Wardley organizes his 61 documented gameplay forms into 12 categories:

  • Accelerators (5): Open approaches, co-operation, exploiting network effects, industrial policy, market enablement
  • De-accelerators (4): Exploiting existing constraints, patents/IPR, creating constraints, limitation of competition
  • Dealing with Toxicity (3): Disposal of liability, sweat & dump, pig in a poke
  • Ecosystem (7): Alliances, co-creation, sensing engines (ILC), tower and moat, two-factor markets, co-opting, embrace & extend
  • User Perception (7): Education, bundling, creating artificial needs, confusion of choice, FUD, artificial competition, lobbying
  • Attacking (5): Directed investment, experimentation, creating centres of gravity, undermining barriers to entry, fool's mate
  • Competitor (7): Tech drops, fragmentation, reinforcing inertia, sapping, misdirection, restriction, talent raid
  • Defensive (4): Threat acquisition, raising barriers to entry, procrastination, defensive regulation
  • Market (6): Differentiation, pricing policy, exploiting buyer/supplier power, harvesting, standards game, signal distortion
  • Positional (4): Land grab, first mover, fast follower, weak signal
  • Poison (3): Licensing play, insertion, designed to fail
  • Basic Operations (6): Focus on user needs, situational awareness, effective & efficient, structure & culture, optimising flow, channel conflict
  • Gameplays are rarely used in isolation; successful strategies combine multiple plays. (Source: Wardley, "On 61 Different Forms of Gameplay," blog.gardeviance.org, 2015)

    Relationship to Other Concepts

    Gameplay is the "Leadership" element of the Strategy Cycle and is the element most analogous to Boyd's "Decide" and "Act" phases of the OODA loop.
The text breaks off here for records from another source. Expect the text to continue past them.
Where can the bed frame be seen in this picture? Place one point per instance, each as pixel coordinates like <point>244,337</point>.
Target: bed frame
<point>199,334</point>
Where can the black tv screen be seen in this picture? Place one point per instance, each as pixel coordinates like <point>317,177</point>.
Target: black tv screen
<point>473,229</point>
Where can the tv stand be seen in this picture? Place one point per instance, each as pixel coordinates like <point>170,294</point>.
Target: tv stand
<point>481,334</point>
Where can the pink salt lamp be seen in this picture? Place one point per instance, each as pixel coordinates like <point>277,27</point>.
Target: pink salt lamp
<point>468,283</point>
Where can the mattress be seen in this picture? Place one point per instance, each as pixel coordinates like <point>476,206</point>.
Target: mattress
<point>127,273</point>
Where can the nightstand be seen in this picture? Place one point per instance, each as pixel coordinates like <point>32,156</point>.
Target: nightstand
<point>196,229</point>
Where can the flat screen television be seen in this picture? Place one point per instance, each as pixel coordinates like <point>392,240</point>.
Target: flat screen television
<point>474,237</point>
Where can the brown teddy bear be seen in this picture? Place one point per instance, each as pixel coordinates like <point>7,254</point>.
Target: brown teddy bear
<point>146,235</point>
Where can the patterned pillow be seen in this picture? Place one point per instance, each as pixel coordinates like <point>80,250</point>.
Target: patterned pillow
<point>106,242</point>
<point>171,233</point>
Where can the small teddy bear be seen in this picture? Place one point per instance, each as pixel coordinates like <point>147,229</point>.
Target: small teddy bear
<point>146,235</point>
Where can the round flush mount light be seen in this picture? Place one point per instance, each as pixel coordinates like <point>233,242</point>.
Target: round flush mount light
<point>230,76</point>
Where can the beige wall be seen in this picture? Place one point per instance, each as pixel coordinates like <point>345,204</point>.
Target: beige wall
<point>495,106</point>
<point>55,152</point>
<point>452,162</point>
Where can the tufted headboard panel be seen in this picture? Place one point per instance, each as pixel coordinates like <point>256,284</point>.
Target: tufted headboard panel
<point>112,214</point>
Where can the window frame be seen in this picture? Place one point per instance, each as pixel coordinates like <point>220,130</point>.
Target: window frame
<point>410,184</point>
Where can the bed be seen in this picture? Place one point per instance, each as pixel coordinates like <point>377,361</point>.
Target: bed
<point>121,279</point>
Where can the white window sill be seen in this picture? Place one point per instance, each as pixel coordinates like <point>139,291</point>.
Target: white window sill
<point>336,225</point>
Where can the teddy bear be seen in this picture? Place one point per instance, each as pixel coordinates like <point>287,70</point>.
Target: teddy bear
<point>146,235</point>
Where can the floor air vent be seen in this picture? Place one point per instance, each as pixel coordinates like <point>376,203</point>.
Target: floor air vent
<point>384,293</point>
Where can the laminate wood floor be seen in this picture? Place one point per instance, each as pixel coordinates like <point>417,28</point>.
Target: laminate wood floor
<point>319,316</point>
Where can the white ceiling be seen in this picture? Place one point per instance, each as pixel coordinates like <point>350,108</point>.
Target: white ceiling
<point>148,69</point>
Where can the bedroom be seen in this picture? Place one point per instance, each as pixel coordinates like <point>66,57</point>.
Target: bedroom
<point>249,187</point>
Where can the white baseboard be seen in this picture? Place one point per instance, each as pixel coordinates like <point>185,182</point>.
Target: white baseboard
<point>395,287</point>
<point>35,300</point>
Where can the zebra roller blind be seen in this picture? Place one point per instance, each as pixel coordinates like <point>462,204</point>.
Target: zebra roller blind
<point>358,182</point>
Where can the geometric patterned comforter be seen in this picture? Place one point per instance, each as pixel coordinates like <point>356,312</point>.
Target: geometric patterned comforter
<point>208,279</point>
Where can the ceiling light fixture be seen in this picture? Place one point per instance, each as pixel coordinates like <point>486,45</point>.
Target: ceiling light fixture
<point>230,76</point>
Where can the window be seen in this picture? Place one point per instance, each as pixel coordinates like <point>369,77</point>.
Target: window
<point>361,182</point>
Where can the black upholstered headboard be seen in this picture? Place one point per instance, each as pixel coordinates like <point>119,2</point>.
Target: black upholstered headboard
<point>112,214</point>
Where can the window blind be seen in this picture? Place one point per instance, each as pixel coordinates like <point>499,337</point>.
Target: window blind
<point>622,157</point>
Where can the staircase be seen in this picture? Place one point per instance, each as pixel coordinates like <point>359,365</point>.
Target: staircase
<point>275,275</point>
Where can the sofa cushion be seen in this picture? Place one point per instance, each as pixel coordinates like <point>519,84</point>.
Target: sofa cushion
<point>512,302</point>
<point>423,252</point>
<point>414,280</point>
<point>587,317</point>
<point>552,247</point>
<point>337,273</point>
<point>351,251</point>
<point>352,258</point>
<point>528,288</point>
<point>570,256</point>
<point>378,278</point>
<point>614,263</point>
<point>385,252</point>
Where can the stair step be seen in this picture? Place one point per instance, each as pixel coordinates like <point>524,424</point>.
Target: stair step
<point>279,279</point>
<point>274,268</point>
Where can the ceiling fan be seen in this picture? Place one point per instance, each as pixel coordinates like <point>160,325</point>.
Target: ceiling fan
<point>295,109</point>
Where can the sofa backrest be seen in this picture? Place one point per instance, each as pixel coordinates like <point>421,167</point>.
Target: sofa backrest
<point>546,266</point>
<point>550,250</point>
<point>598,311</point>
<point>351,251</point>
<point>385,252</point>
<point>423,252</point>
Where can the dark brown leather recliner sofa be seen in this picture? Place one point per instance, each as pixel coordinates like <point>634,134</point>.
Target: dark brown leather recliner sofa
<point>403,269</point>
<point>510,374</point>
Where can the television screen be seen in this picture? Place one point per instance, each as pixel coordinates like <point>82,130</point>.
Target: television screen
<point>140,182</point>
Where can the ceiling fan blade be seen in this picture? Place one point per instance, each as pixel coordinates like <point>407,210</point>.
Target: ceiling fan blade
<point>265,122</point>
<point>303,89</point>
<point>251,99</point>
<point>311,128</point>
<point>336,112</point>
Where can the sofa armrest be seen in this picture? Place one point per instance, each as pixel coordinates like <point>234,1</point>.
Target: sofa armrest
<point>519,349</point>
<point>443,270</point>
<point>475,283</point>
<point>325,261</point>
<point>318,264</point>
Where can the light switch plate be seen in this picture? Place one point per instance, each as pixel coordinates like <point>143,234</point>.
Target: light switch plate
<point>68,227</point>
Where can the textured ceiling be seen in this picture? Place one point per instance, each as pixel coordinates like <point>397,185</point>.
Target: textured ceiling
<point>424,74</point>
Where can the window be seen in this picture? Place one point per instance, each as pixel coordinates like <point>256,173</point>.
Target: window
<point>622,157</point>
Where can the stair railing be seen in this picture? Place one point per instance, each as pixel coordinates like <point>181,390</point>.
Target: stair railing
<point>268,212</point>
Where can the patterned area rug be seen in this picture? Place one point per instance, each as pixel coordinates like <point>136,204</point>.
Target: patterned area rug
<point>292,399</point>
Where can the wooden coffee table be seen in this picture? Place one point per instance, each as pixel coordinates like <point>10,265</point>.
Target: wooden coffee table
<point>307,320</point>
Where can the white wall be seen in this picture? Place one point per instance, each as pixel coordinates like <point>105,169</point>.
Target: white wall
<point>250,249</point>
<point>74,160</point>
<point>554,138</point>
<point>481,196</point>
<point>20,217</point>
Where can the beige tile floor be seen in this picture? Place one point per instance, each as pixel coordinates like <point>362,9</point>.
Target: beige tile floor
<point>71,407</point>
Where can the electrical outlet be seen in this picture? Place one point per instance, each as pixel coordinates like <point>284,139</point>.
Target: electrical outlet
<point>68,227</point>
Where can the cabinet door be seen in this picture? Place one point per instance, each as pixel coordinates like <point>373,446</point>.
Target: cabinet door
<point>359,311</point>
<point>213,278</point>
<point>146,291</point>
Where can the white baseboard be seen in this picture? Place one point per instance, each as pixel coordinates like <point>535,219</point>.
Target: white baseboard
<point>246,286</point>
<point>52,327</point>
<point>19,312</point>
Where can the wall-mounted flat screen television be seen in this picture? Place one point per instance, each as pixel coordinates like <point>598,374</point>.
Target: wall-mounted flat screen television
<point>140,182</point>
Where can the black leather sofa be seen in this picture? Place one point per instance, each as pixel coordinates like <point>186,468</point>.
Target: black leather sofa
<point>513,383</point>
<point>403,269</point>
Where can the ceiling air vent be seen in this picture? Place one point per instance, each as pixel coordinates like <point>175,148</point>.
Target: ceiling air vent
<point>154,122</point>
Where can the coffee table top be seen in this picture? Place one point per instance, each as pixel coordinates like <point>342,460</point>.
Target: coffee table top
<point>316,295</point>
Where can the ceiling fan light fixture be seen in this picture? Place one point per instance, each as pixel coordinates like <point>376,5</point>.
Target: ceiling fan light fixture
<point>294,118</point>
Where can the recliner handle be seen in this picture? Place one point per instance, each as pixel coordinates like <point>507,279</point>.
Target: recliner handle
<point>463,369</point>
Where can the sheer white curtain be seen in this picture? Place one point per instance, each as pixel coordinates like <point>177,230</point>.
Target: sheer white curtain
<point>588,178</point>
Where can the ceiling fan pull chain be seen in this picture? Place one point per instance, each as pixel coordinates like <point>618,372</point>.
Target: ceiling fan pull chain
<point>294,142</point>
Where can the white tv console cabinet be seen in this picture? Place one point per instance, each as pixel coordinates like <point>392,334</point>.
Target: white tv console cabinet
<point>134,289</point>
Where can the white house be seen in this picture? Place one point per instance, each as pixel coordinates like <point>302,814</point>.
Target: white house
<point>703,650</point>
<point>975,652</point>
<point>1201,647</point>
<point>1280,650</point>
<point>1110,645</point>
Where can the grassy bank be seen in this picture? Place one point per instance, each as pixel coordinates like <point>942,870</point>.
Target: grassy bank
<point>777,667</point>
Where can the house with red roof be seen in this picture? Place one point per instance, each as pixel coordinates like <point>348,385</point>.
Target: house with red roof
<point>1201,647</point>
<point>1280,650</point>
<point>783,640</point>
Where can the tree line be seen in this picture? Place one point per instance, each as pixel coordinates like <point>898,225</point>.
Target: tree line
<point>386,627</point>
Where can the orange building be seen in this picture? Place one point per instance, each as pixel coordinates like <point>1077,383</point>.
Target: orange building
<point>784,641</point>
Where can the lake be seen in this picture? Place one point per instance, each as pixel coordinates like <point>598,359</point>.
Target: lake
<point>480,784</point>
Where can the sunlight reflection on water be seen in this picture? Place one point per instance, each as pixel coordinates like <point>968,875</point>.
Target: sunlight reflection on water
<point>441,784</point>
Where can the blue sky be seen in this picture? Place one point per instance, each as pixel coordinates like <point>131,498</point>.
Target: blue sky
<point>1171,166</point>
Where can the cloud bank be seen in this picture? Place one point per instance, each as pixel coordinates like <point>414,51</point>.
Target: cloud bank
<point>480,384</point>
However, Wardley emphasizes that effective gameplay requires having first understood Purpose, Landscape, Climate, and Doctrine. Gameplay without situational awareness is guessing.

    The ILC Model

    Wardley describes a pattern of strategic competition — ILC (Innovate, Leverage, Commoditize). A company innovates at the genesis stage, leverages the custom/product stage for revenue, and then commoditizes to create a platform effect. Amazon Web Services is the canonical example: Amazon commoditized computing infrastructure through ILC, then leveraged the ecosystem that built on top of it. Understanding ILC as a gameplay pattern requires mapping to identify which components are ripe for commoditization.